Jake watched the plane before him. It banked first to the left, then the right, then back to the left again, using no rudder. It then leveled off. “I’m going to call that a positive identification six-three-seven,” he said. “We’re currently heading one-eight-four degrees and moving at one-six-zero knots. Maintain your current heading and I’ll come down and form up on your left wing.”

“Sounds good, four-one-five,” Helen said. “Are you using flight following?”

Jake smiled. “I am,” he said. “Someone taught me once that it’s always a good idea to have The Man keep an eye on you while you’re up here.”

“You must have had a good teacher,” she replied, the slightest hint of a smile in her tone. “In this situation, however, you’re going to want to discontinue it or we’ll set off a TCAS alert when we close with each other.”

“Okay,” Jake said. “I’ll let Center know.”

“Be sure and explain why to them,” she said. “They won’t have a problem with what we’re doing, but it’s the sort of thing they like to know about.”

“Will do,” Jake said. “I’m going to pop back over to the Center frequency and then I’ll start my approach.”

“Sound good,” she said. “Be careful, Jake. Formation flying is not as easy as it seems. It doesn’t take much to screw up and have a midair. Maintain at least five-zero feet of horizontal separation from us at all times.”

“Will do, Sensei,” he said, calling her by a name he hadn’t used since he had been her actual student.

This time the smile in her tone was more apparent. “Talk to you in a minute, Jake,” she said.

He flipped over to the frequency for LA Center and told them they could discontinue flight following for now and that he and aircraft NT637 would be doing some formation flying just north of Santa Catalina for the purpose of photography for a film project. The controller calmly repeated back what he said and then told him to have a nice day. He wished her the same and then switched back to Helen’s frequency. “Four-one-five is back on this frequency,” he said. “I’m coming up on you now. We’ll approach and maintain on the left side.”

“Sounds good, four-one-five,” Helen said. “That’ll be our good side for the purposes of this mission.”

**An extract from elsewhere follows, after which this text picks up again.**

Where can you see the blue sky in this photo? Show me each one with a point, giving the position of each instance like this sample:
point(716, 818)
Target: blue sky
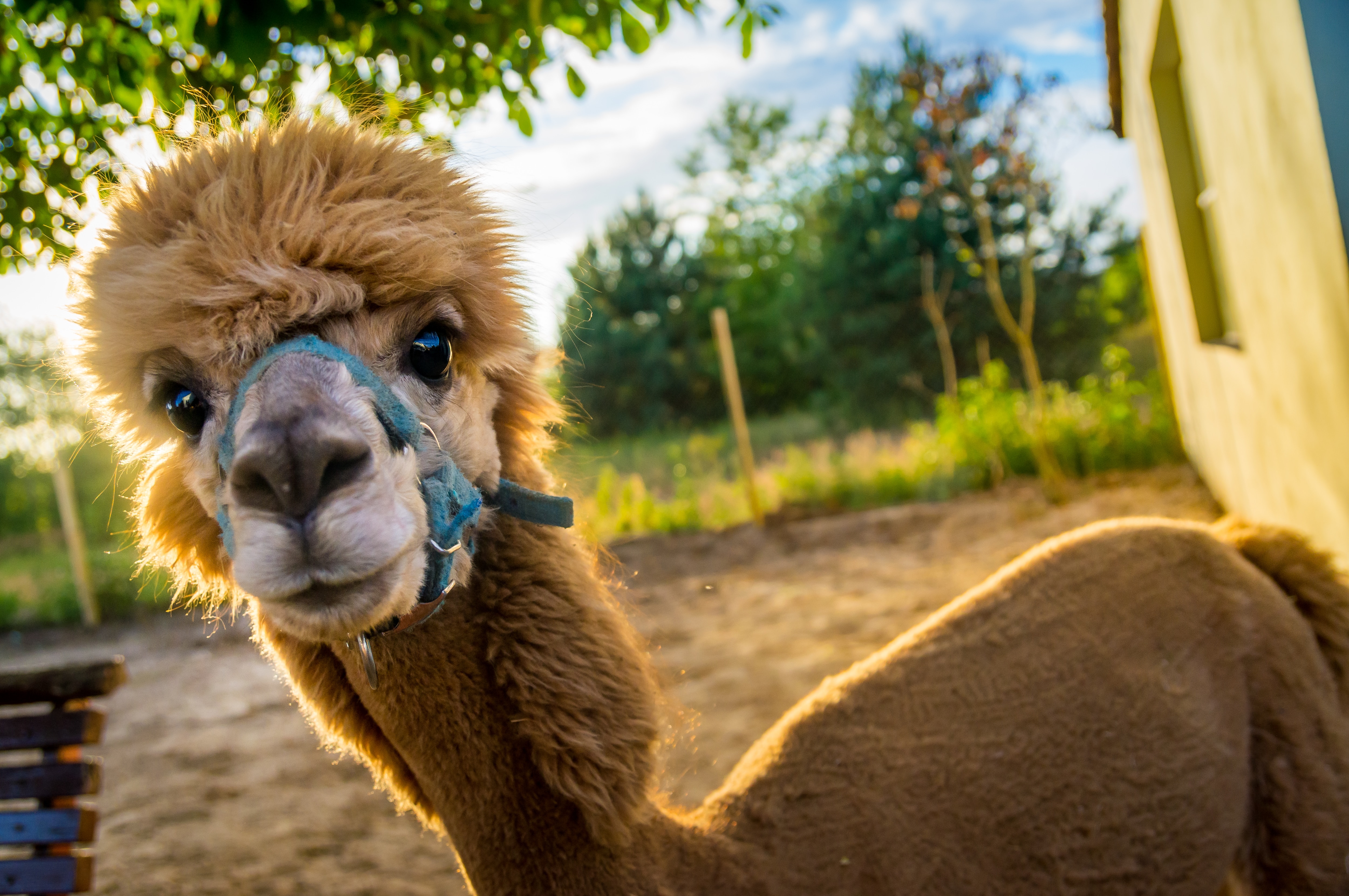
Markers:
point(641, 114)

The mission they were embarked upon, a mission that had put Jake back into contact with Helen, his ex-girlfriend (although, so far, that contact had only been over the telephone and over the aviation airwaves), was nothing more than a publicity stunt. Greg Oldfellow was currently sitting in the left-hand pilot’s seat of the Cessna 172 they were closing on. Helen Brody was “instructing” him on the flight. Greg did not have any actual interest in learning to fly an aircraft—he considered piloting to be a working-class skill that he had no need to acquire in order to live his life to its fullest—but he was about to take on the role of a rescue helicopter pilot and he wanted some publicity shots of him “training for his role” by learning the basics of flight operations from a certified flight instructor. The film they were going to shoot today—there was another one-hundred and twenty dollar an hour cameraman in Helen’s plane—would be used for pre-release shorts to generate interest in the film. They wanted exterior shots of the aircraft Greg was flying and interior shots of him practicing turns and banks.

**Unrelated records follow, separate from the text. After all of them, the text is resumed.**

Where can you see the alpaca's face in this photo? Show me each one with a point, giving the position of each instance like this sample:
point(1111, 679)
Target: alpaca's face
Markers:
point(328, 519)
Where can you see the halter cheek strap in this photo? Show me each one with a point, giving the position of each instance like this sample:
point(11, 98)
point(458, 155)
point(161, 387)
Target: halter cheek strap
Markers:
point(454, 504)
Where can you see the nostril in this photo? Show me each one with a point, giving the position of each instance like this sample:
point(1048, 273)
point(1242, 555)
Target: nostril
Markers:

“Why?” Jake had asked when Greg first asked him to contact Helen about the project. “Is any of this really practical? I mean, you’re playing a helicopter pilot and Helen—assuming she agrees to this—would just be giving you a little turn behind the controls of a single-engine fixed wing. It’s hardly the same thing.”

“It doesn’t have to be the same thing,” Greg assured him. “Practicality doesn’t enter into the equation. It’s only for publicity.”

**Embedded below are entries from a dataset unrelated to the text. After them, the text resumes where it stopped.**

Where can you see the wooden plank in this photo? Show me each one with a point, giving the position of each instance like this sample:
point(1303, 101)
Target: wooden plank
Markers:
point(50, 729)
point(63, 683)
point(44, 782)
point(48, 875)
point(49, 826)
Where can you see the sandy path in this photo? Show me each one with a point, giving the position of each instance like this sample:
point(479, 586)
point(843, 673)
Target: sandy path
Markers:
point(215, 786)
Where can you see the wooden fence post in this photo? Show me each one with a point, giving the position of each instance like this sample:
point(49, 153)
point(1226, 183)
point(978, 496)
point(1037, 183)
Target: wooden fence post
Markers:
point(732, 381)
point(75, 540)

“Are you even going to be in a helicopter when you film this flick?”

“Lots of times,” Greg said. “The Coast Guard is cooperating with the making of the film. They’re going to take me up and put me in the pilot’s seat to film a lot of the flight scenes.”

“They’re not going to let you fly it though, are they?” Jake asked, appalled. “Flying a chopper is not like flying an airplane. It’s considerably more complex and difficult. You can sit down behind the controls of a fixed wing and have someone talk you through the mechanics of controlling it. You can’t do that shit with a helicopter. You have to know what you’re doing there.”

“No, I’m not going to be flying it,” Greg said. “The real pilot will be sitting in the copilot’s seat and will be in control of the aircraft. The real copilot will be one of the extras in the cabin. I’ll just put my hands on the controls when they’re filming me and I have been instructed not to move anything or so much as touch any switches, knobs, or dials. Any actual control manipulations I do for dramatics will be filmed on the ground.”

That made Jake feel a little better, and, in truth, the project actually sounded kind of fun. Burn a day of band rehearsal to go do some formation flying near Catalina? Hell to the yeah. He was up for that shit. Calling Helen had been a bit on the awkward side, the part of the project that gave Jake the most trepidation. The two of them had parted in an amicable manner—they had, in fact, enjoyed one last glorious weekend together (the occasion of the Nerdlys’ Star Trek themed traditional Jewish wedding) just prior to her telling him they needed to talk—but they had not seen each other or spoken since. Jake had moved his airplane out of the small Ventura county airport where Brody Flight School was based and she had dropped back into anonymity, which was the way her relationship with him had taught her she liked to live life. Will she tell me to take a flying fuck? he had to wonder. Will she even speak to me long enough to say that?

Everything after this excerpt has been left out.